What makes soda so fizzy?

Carbonic acid.

Carbonic acid

Actually, when carbon dioxide is dissolved in water, only a small portion of it reacts with the water to form carbonic acid. Under pressure, more and more of the carbon dioxide reacts, creating more of the acid.

In a soda can or bottle, the pressure is two and a half times as high as normal atmospheric pressure, and the acidity starts to approach that of orange juice. This makes carbonated water taste a little tart (sour, like orange juice).

When the bottle is opened, the pressure drops to normal atmospheric pressure, and the carbonic acid slowly turns back into water and carbon dioxide. This releases the bubbles you see in your drink.

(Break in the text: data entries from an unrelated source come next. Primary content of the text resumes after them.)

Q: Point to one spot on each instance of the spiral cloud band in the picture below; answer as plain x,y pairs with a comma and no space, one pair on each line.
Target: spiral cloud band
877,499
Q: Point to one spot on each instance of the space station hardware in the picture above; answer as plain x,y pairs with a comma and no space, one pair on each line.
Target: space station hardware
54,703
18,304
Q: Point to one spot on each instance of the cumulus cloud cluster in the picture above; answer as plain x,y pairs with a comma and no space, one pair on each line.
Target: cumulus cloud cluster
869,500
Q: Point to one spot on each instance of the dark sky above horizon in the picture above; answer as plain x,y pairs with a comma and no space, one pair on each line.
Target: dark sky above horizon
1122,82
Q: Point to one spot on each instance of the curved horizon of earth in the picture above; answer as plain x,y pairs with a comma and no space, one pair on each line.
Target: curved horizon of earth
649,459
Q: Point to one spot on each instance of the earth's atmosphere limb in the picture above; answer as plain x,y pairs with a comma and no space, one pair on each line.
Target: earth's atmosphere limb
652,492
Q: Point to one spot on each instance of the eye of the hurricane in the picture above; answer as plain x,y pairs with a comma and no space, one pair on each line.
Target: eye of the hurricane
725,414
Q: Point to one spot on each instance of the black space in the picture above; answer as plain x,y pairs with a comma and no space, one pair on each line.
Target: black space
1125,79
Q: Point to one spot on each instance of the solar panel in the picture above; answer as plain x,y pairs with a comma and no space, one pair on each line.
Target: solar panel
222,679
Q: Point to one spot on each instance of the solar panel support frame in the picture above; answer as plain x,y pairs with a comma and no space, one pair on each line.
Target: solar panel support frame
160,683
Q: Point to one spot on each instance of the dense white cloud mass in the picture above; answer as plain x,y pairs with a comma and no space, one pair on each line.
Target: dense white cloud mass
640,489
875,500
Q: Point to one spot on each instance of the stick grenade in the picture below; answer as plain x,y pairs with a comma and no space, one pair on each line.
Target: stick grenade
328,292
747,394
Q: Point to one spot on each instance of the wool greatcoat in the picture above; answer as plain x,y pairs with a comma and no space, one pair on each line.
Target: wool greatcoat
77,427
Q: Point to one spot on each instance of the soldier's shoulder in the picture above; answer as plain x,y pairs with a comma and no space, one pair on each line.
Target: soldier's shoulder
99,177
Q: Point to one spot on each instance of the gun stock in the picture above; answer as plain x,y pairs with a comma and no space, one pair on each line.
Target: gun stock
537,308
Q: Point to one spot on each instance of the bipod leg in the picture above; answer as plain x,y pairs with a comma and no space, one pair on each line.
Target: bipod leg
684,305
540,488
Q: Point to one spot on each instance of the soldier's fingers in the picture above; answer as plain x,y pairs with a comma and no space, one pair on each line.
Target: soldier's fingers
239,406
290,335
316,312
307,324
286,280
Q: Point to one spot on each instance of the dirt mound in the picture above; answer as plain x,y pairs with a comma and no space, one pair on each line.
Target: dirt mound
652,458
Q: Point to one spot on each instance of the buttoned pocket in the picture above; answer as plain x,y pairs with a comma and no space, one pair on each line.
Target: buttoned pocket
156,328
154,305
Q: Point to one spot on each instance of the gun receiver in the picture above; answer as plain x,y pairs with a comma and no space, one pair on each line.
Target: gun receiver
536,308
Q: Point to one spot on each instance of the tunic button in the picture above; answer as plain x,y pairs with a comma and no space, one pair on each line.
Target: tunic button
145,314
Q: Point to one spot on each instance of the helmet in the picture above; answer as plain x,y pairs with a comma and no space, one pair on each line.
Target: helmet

The bubbles in your drink form around nucleation sites. These are places where the solution has a large contact area with a surface, generally and sharp points, edges, scratches, or crevices. If you have a large number of sharp points and crevices, the nucleation proceeds rapidly.

Champagne glasses sometimes have small scratches placed in the bottom to make a nice looking stream of bubbles flow up the glass. The scratches act as nucleation sites. Another now-famous example of nucleation is dropping Mentos candy into a carbonated beverage, and watching the rapid, almost violent release of carbon dioxide from the millions of nucleation sites the candy offers.